Nie żyje znany wokalista. Miał 87 lat

Artysta ur. w 1936 roku w Nairobi w Kenii najlepiej znany był z hitów "Durham Town", "The Last Farewell" oraz "New World in the Morning". Za sprawą swojej twórczości zyskał rzesze fanów, a jego płyty sprzedawały się na całym świecie. Śpiewał przede wszystkim romantyczne ballady folkowe i potrafił to robić w kilku językach.
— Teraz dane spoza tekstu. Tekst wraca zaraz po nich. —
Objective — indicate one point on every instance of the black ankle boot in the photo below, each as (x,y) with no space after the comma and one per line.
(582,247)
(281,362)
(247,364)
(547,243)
Roger Whittaker kochał muzykę
Kariera wokalisty rozpoczęła się w 1986 roku. Często odwiedzał lokalne kluby i grywał dla publiczności na gitarze. Studiował na Uniwersytecie w Bangor w Walii, a później jako nauczyciel dzielił się swoją wiedzą. Zanim na poważnie zajął się śpiewem i muzyką planował skończyć medycynę. Za jego działalność humanitarną uhonorowano go nagrodą żydowskiej organizacji B’nai B’rith.
Przed śmiercią wraz z żoną mieszkał we Francji.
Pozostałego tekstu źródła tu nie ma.